The survey revealed the sector is heavily reliant on direct payments, with support payments making up 85% of farm income.

tillage sector
Source: Teagasc

Total costs of the average tillage farm amounted to €81,619, representing a 4% increase year-on-year. Direct production costs increased by 4% in 2016 on average.

Fertiliser expenditure increased in contrast with the other farm systems, where fertiliser expenditure fell due to the timing of purchases on these farms.

The tillage sector is now competing with expanding dairy farmers in the agri-land market; this was reflected in the 4% increase in overhead costs, driven by an increase in conacre rental and land improvement costs.
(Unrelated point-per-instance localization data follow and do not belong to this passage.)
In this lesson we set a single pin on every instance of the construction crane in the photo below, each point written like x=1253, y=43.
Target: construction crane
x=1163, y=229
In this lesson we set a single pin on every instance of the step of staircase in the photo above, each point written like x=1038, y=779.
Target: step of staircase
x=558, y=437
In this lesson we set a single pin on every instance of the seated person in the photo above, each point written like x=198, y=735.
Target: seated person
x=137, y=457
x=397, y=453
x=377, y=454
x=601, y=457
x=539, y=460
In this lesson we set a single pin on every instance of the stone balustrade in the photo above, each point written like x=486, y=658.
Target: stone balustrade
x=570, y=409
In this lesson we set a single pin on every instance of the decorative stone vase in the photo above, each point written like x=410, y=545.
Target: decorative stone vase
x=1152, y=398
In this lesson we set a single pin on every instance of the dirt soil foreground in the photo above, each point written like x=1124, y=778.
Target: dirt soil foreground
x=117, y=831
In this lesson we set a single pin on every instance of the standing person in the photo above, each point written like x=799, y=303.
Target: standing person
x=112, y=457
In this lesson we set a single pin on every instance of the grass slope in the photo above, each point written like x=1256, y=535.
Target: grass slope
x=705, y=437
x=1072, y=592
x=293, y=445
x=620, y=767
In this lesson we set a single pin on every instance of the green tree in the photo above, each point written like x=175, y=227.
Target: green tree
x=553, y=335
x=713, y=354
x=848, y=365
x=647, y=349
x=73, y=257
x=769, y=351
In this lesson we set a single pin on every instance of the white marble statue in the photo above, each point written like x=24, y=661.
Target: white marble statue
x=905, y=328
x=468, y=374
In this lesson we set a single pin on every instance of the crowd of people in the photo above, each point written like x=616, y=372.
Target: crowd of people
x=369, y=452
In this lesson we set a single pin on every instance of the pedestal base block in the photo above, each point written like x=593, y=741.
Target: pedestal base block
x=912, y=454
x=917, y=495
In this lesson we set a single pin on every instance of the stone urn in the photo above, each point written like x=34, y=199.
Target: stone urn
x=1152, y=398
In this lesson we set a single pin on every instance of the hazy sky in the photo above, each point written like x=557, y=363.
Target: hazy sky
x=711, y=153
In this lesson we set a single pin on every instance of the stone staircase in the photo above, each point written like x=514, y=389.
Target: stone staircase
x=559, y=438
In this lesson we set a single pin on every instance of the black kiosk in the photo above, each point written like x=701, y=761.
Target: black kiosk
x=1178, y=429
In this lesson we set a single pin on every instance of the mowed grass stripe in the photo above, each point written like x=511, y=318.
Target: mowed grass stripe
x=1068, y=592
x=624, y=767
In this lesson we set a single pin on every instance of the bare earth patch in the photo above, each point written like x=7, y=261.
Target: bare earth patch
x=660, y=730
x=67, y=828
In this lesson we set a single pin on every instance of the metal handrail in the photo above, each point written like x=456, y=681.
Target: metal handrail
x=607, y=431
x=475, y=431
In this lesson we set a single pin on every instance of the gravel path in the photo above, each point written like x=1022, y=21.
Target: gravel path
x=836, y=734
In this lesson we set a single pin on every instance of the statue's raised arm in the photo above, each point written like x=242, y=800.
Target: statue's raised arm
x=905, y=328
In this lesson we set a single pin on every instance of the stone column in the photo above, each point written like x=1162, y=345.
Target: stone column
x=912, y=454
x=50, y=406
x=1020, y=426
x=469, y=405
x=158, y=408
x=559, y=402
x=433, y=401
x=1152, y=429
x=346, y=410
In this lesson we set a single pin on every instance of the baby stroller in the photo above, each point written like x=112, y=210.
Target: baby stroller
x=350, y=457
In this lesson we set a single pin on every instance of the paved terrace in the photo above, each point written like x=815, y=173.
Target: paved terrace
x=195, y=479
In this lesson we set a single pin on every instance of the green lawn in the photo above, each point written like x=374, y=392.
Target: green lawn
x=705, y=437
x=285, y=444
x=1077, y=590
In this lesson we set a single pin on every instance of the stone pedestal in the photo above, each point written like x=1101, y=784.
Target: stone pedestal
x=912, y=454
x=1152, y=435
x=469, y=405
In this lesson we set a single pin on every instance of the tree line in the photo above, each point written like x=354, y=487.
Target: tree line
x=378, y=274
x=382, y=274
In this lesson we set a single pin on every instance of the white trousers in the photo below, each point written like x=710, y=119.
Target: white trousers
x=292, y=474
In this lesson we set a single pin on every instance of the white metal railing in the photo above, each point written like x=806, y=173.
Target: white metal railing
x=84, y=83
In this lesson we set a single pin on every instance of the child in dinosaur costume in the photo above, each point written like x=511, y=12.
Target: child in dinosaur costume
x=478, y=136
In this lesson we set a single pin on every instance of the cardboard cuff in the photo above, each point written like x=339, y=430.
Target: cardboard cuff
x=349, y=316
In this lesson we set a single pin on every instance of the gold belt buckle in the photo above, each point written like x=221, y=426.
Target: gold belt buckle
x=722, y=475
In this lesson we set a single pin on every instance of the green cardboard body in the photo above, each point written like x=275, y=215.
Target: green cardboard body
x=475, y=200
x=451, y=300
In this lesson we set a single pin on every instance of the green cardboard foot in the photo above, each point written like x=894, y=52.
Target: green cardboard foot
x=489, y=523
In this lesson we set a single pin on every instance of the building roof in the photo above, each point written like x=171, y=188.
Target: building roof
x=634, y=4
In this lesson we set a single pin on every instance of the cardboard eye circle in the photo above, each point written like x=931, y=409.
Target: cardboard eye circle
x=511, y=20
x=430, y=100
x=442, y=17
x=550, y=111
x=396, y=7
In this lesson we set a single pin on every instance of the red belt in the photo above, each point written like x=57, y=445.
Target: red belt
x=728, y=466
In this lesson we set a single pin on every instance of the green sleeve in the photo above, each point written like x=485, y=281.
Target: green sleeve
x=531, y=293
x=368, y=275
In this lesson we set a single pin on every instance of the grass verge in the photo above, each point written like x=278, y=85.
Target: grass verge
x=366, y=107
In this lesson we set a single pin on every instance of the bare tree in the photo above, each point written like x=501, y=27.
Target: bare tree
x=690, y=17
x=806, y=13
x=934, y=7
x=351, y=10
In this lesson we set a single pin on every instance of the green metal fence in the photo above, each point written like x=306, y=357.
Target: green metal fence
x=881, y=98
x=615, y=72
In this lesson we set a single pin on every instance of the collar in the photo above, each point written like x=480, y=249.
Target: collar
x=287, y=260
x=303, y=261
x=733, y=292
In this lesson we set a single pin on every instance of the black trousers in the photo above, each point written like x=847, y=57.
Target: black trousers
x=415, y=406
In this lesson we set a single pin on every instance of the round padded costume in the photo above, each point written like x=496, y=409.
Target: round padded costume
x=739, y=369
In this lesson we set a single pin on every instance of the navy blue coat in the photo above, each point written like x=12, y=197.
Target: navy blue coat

Some 34% of tillage farms had borrowings in 2016, with the average level of debt at €80,590. Although tillage farms had the second highest average debt figure, their debt to income ratio was one of the lowest at 1.62, in comparison to 2.08 in the sheep sector and 1.97 on cattle farms.

Distribution of income

Between 2014 and 2016, there was a shift in the proportion of tillage farmers in the different income categories. Most notable was the increase in the proportion of farmers earning between €5,000 and €10,000, and the decline in the number of farms in the higher-income categories.

Some 18% of tillage farmers earned, on average, between €5,000 and €10,000 in 2016 – a significant increase from 5% in 2015.

Still, quite a large proportion of tillage farmers earned an income of over €50,000, at 23%. However, this figure was down slightly on the previous year, when 26% of farms were in this income category.

The proportion of tillage farmers earning between €20,000 and €50,000 saw a large drop, from 31% in 2014 to 22% in 2016.